Anyone who has ever been in a state of fear or anxiety about an upcoming event or meeting knows that his or her breathing becomes shallow and rapid. Our stress response is triggered and this kind of breathing keeps us in a state of hypervigilance, ready to fight or flee, or freeze. Anger also tends to cause us to increase the rate of breathing in addition to raising our voices or wanting to express our anger by hitting or breaking something. This kind of breathing may be only really helpful if we are in a truly life-threatening circumstance that demands rapid, powerful action.
The power of breath
Research on the power of the breath has shown that we can consciously affect the way we feel by changing the way we breathe. A 2012 randomised controlled study by the National Institute of Mental Health of 46 male and female musicians who were briefly trained in deep breathing and biofeedback suggested that a single 30-minute session of slow breathing (with or without the biofeedback component) helped reduce symptoms of anxiety before a performance, particularly in musicians who said they tended to get very anxious. (Business Insider, July 2016)
The benefits may extend to people with more severe anxiety as well. The authors of a small 2014 study of male veterans with PTSD found that those who did three hours each day of a breathing-based meditation program for a week experienced a decrease in PTSD symptoms and anxiety.
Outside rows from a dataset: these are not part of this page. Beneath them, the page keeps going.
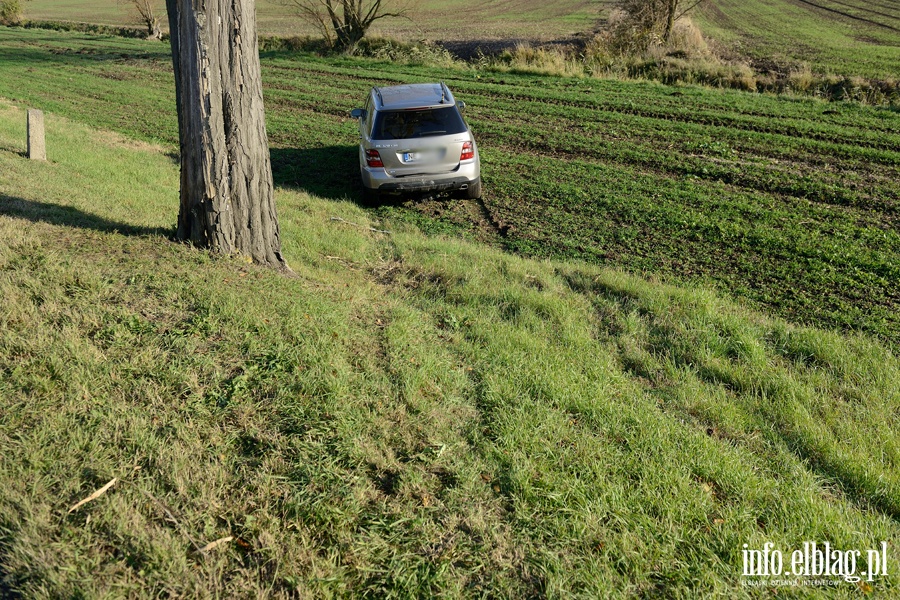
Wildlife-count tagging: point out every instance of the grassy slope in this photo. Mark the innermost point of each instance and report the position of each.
(788, 31)
(788, 203)
(408, 416)
(431, 19)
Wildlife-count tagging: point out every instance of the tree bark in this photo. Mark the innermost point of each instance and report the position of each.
(227, 193)
(671, 7)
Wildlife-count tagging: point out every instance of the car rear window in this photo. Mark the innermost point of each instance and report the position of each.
(404, 124)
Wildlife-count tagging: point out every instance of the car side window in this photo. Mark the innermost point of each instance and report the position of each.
(369, 116)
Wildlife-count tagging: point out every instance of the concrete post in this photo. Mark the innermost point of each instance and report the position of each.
(37, 150)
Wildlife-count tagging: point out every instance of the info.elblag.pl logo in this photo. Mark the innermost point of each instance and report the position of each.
(813, 564)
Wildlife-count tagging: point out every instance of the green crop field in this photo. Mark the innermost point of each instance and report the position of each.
(789, 204)
(415, 415)
(847, 37)
(669, 329)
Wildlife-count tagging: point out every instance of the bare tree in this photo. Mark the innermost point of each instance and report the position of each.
(343, 23)
(146, 15)
(656, 17)
(227, 196)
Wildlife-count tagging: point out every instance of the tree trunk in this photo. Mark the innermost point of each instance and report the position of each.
(227, 195)
(671, 7)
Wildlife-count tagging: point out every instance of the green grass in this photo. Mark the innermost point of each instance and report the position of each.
(855, 37)
(408, 416)
(789, 204)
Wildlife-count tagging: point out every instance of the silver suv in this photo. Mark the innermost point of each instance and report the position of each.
(413, 138)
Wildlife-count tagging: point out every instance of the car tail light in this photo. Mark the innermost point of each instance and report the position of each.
(373, 159)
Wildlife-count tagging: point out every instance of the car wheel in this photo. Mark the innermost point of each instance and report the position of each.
(473, 192)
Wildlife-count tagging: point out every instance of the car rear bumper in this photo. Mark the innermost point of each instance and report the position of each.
(463, 176)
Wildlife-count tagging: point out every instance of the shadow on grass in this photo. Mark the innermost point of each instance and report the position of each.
(55, 214)
(330, 172)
So how does one get started? Consistency is more important than quantity, so it is best to start with short periods of slow conscious breathing. Close your eyes, and begin to breathe in through the nose and out through the mouth. Place your attention on the rise and fall of your belly and chest as you breathe. Five minutes a day is a good way to start, but do it every day at a time when you won’t be disturbed. As you see the benefits of this type of breathing, you can slowly increase the amount of time you spend on it.
Becoming conscious of your breathing is the first step you can take to becoming more conscious of the present moment. And the present moment is the only time there is to live. So, take a deep breath… and smile.